“I don’t want to go to school tomorrow” my daughter said yesterday evening. Not so unusual words from a 13 year old kid. In fact not so unusual words from any kid on a Sunday night when “the blues” kick in. The Sunday night blues, that kind of sickish, crappy, depressed feeling you get when you know you have to start a new week, especially after a fun weekend. She spent Saturday with a close friend at a local women’s college basketball game. That same friend spent the night at our place and we took them with my son and I to a sledding event we hold every year with the cub scouts. Yes, no doubt a fun weekend and one that makes a Monday morning school day look, by far, less than appealing.
I also used to get the Sunday night blues occasionally as a kid… and lately I’ve been getting them again all too frequently. I keep wondering “don’t us responsible adults eventually grow out of that?” I know it’s a function of not being terribly satisfied with work right now and realizing too that I have let pass some of the creative pursuits (music, art, writing, etc.) that showed their directional signs to me on the roads that I have traveled to get me to where I am now. I was a cellist all through grade school. I gave it up when I went away to college because I couldn’t find the drive to take it to the next level. I used to sketch often but have not drawn anything in over two decades. Of course, I love to write, which is what got me here to this blogging site. The list goes on and on…

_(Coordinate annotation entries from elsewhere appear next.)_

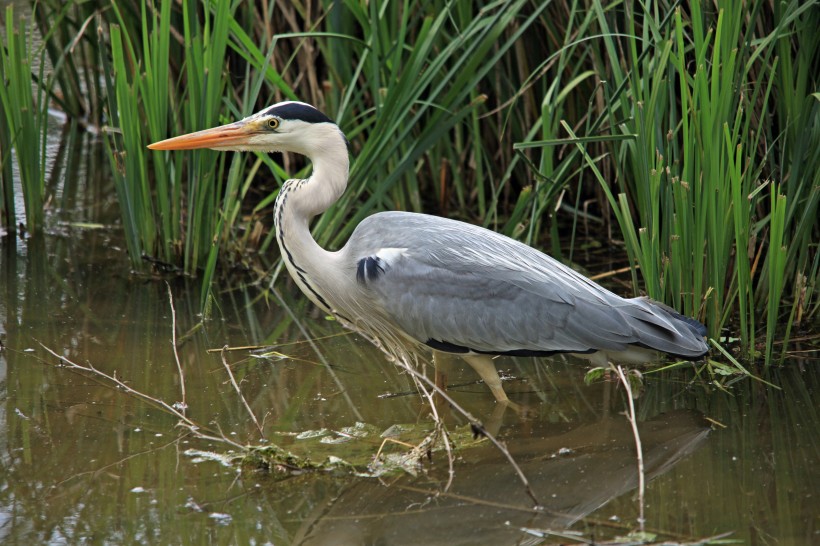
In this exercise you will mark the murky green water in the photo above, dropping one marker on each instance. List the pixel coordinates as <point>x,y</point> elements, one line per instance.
<point>86,463</point>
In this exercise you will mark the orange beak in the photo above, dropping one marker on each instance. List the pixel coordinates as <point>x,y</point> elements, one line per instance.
<point>228,136</point>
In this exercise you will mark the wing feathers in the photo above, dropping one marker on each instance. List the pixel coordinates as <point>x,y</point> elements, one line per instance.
<point>467,287</point>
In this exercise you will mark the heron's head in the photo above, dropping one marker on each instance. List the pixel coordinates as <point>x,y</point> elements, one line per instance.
<point>283,127</point>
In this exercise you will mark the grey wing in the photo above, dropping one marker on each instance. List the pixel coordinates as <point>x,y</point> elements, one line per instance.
<point>462,288</point>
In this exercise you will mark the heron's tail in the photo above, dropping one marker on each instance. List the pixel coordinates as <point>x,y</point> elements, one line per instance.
<point>670,332</point>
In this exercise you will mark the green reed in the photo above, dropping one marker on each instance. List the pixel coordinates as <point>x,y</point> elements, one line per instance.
<point>24,113</point>
<point>694,131</point>
<point>687,140</point>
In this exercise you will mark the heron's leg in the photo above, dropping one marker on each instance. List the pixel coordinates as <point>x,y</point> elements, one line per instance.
<point>484,366</point>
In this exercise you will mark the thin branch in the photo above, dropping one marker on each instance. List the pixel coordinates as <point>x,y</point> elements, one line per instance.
<point>183,405</point>
<point>638,447</point>
<point>475,423</point>
<point>184,421</point>
<point>239,392</point>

I’ve tried not to lose complete site of that part of me, but the day to day often gets in the way and free time is at a premium. I envy the people that have been able to build that creativity into their working life… you know that part of your life that fills up MOST of your days! Not that I necessarily could have made a lucrative career out of any of these activities, they call them “starving artists” for a reason! But in hindsight, who knows? There are so many decisions that we all make each and every day that alter the path that we will follow the next day. More and more I find myself CRAVING the “creative life” and finding it harder and harder to compartmentalize the time spent each day working vs. “creating” vs. spending some quality time with my family, my anchors as they say. I guess I want it ALL, lumped conveniently into one nice package.

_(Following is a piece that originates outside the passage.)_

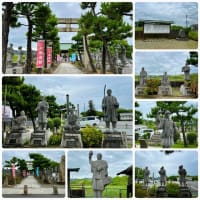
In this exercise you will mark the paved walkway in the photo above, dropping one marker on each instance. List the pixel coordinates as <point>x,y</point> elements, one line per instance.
<point>34,187</point>
<point>67,68</point>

Lately I’ve tried to instill this thought process into my kid’s heads. For sure, we have some time before we send them off to college and they begin planning out the rest of their lives! But I want it be be crystal clear to them that the world really is their canvas, that they should never settle on the easy path and certainly never give up on their dreams! Yeah, probably a little heavy for a couple of kids that aren’t thinking about much other than school and sports and video games… and in my daughter’s case… maybe boys (uugh!). But I guess I feel, in their case, it’s never too EARLY to start… and maybe, just maybe, in my case, with the support of my wonderful family behind me… it’s never too LATE to start over!